1. 8
    1. 9

      https://marc.info/?t=168671698400001&r=1&w=2 The thread with Theo.

      Checksums are not magic security thingies.

    2. 8

      Not sure if the latest instance of “you are already on the other side of the airtight hatchway” is that newsworthy.

    3. 3

      Not sure what’s sillier, the “bug” report or the suggested resolution.

      Theo is right in sending this person to pasture. Way to waste everybody’s time.

      1. 1

        I don’t really understand. The claim is that there is signature checking for the kernel, but not for the actual kernel that’s loaded, but for some past kernel instead. Is that right but y’all think that the code that’s being run is otherwise protected just fine, or that they’re not understanding what’s being validated, or that the signature validation isn’t about verifying the provenance of kernel code?

        1. 6

          iiuc the “bug” report is that object files created by the root user during a kernel build are not verified before those objects are linked into a new kernel.

          The objects are owned by root and the programs used to create the objects are owned by root.

          In other words, “someone with root access can compromise the system”. You don’t say!

          1. 5

            In other words, “someone with root access can compromise the system”. You don’t say!

            A lot of UNIX hardening is about trying to prevent someone who gets transient root access from getting persistent root (or, worse, undetectable persistent root) access. If you’re doing secure boot, then the requirement is to compromise both the root account (which can install the new kernel) and whatever owns the signing key so that you can build a malicious kernel to install.

          2. 1

            If the security model is standard old fashioned unix users and file permissions, what’s the verification of SHA signature for? Other operating systems check signature on kernels so that a local privilege escalation can’t persist across reboots.

    4. 1

      I am not exactly sure I understand the issue here. Is the claim that someone with root access to the file system could add payloads to the kernel that would be linked in on the next reboot? And the workaround is to remove the linker?

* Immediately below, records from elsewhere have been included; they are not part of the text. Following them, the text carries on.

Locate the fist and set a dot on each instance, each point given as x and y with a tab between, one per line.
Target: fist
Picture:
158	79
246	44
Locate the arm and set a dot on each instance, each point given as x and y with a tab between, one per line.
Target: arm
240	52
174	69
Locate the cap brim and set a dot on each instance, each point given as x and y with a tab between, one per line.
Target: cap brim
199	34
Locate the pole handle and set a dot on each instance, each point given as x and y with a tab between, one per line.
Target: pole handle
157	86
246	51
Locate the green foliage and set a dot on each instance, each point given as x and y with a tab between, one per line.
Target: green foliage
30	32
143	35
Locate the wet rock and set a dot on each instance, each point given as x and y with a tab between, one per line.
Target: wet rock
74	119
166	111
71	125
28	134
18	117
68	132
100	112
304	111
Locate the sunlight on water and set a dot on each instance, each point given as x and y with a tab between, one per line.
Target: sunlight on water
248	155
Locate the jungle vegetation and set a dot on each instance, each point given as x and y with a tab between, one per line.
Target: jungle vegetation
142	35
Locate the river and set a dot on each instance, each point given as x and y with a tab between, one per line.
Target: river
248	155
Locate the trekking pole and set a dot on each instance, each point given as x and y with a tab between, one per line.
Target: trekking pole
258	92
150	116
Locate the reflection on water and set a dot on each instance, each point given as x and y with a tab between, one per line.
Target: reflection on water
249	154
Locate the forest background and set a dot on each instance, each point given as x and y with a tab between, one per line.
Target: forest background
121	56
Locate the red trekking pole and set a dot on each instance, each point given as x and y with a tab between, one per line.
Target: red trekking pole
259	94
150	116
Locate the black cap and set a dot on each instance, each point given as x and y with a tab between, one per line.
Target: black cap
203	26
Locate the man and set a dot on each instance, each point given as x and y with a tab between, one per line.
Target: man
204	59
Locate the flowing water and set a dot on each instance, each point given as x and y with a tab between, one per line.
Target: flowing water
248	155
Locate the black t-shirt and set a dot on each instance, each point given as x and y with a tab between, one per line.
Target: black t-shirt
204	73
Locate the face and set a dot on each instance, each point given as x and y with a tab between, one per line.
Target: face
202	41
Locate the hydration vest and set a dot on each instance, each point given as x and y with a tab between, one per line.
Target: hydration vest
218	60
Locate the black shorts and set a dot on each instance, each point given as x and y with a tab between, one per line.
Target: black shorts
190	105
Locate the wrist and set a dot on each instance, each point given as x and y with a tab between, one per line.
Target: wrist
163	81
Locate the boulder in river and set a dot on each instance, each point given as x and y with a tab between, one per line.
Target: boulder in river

      And are they also claiming that since each relinked kernel is unique there is no way to check that the new kernel is safe since it will never match a known-good kernel?

      1. 2

        I think that they are trying to claim something about auditing. If your kernel was compromised at some point in the past, it’s useful to know when. For OpenBSD, with their relinking thing, an attacker who gains the ability to corrupt a root-owned file (e.g. via a setuid binary that doesn’t sanitise its environment or other state) can inject a rootkit into one of the .o files. Because the kernel binary changes every boot, even logging the hash of the kernel doesn’t easily tell you when this happened.

        The problem with their analysis is that you need to have secure boot for this attack to be worthwhile. Without secure boot (which Theo de Raadt has previously been opposed to, so will probably not make it into OpenBSD any time soon), you don’t check kernel signatures in any meaningful way anyway. If you wanted to support secure boot with this randomisation scheme then it’s possible (you would need to sign the kernel with something derived from a PCR that includes the bootloader state and an attestation that the kernel was signed by the same key). The things that the submitter is fixating on (signing .o files) are not very useful to talk about initially because you need an attestation over the whole kernel, which is not necessarily composable from the individual .o files. Ideally you’d have something like a signed immutable filesystem image.

        1. 1

          OK, so paraphrasing back to you: basically it’s hard to know when the kernel was compromised, but until secure boot is implemented, the proposed solution is more trouble than it’s worth. It’s a legitimate problem, but the solution is unrealistic.

          1. 4

            Not quite. It would be a legitimate attack if not for the fact that there are easier ways for an attacker to achieve the same thing unless you implement secure boot. At that point, this becomes a useful tool for an attacker and you should close this gap.